On Having the Right Conclusions But the Wrong Support
A few days ago I received an e-mail from a dear friend who was encouraged by a message from John 11. Her pastor took verse 44b, where Jesus said, “Unbind him, and let him go” (NASB), as a call for Christians to unbind each other from the material and psychological strongholds of this world that keep our attention away from Christ.
Immediately I asked the question “Is that what John meant?” Is this an instance of the right biblical idea but the wrong biblical support? My response went something like the following:
That’s funny…I’ve heard that same application from this passage from other preachers. [Thinking here that many preachers, sadly, are “borrowing” their material rather than coming up with creative ways of applying the text.]
Although I’ve not heard the sermon, I’m unconvinced that John had in mind some kind of metaphor for our sanctification when he documented the raising of Lazarus from the dead. Clearly it is a biblical notion not to become worldly and to stay focused on Christ, but there are plenty of other passages that speak directly to this (Heb. 12:1-3; 1 John 2:14-15 come to mind). Instead, John’s goal in chapter 11 seems to highlight Jesus’ power over death, pointing his readers to Christ’s divine ability to do the humanly impossible, viz., raise someone from the dead. In the larger pericope (chapters 2-11), John annotates a number of Jesus’ miracles that culminate in a detailed account of his death and resurrection (chapters 12 and following). The raising of Lazarus from the dead in chapter 11 is the grand finale of miracles and foreshadows the glory of Christ’s resurrection (see 11:25, “I am the resurrection and the life”). Ironically, the application of your pastor seemingly takes the focus off of Christ and makes us the focus!
If you would indulge me a bit further, there’s actually much more at stake here. So often preachers have the right biblical idea, but the wrong biblical passage to support it. As a result, they inadvertently teach others how to misinterpret the Bible by looking for hidden meanings or “deep insights” where few may actually be found. There are a wealth of profound ideas in the text; there is no need to go beyond it. This is actually a grave error for the Church. Lord knows we have enough confusion over the meaning of Scripture, given our postmodern culture that prefers to think with their hearts and feel with their heads. If, however, the Church is to be the “pillar and foundation of the truth” (1 Tim. 3:15), then every pastor must be one who “correctly handles the word of truth” (2 Tim. 2:15), so that every member is trained to use effectively the “sword of the Spirit, which is the word of God” (Eph. 6:17) when engaged in warfare or making application to their personal lives. Sadly, churches today are filled with so many who have so little knowledge of so great a treasure as God’s Word to us. This makes it paramount that pastors and teachers seek the truth from Scripture, rather than weave it into Scripture.

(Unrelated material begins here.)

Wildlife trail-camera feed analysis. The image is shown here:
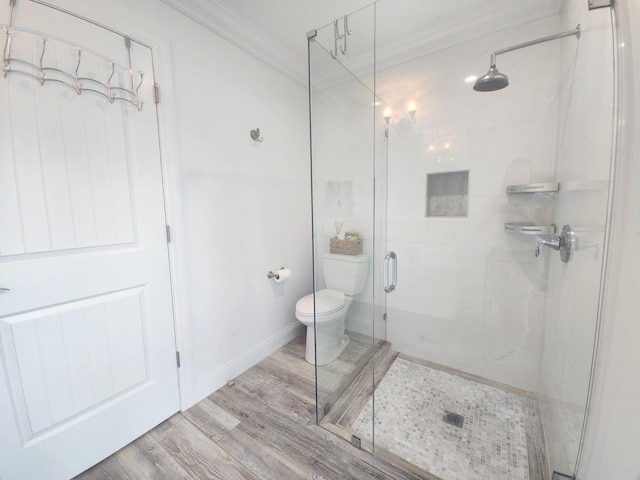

Of course, no preacher who is faithful to God’s Word intends to lead others astray. Yet many pastors are so bent on the “practical” side that they often lose the author’s original idea in the process. I’ve always maintained that God does not need any help with inspiration; there’s plenty of it in the text, and so going beyond the text is essentially pretext. In fact, I would go so far as to say that where we misunderstand or mistakenly apply a passage, then that application has no divine authority over us or spiritual power in us. While the wrong application of a passage may have huge emotional appeal, in the end it yields no lasting fruit, no matter how creative and cute, memorable or personal that application may sound. The bottom line is that Scripture can never mean what it never meant. Those charged with proclaiming the mind of God in the power of the Spirit must prayerfully labor over the text before making application. Understanding the author’s original intent while respecting the literary, social, political, economic, linguistic, and philosophical contexts at every turn is not optional simply because time lines are short and sermons must get prepared. The correct order is meaning first, then significance. Put differently, knowing comes before doing. After all, we cannot apply what we do not know or understand. Therefore, the pathway to the heart is through the mind and we simply must not bypass the head in an effort to reach the heart, no matter how biblically faithful our conclusions may be.
If we’re going to avoid the pitfalls of pretext and the “thin” Christian living that is so prevalent in churches today, we cannot afford to promote significance at the expense of meaning. After all, no one likes to be misunderstood and I suspect this holds true for God as well. Rightly understanding God’s heart through God’s Word encourages God’s people for God’s glory. This is the proper order of things. When we follow this order, then genuine and lasting spiritual change will naturally, or rather supernaturally, occur.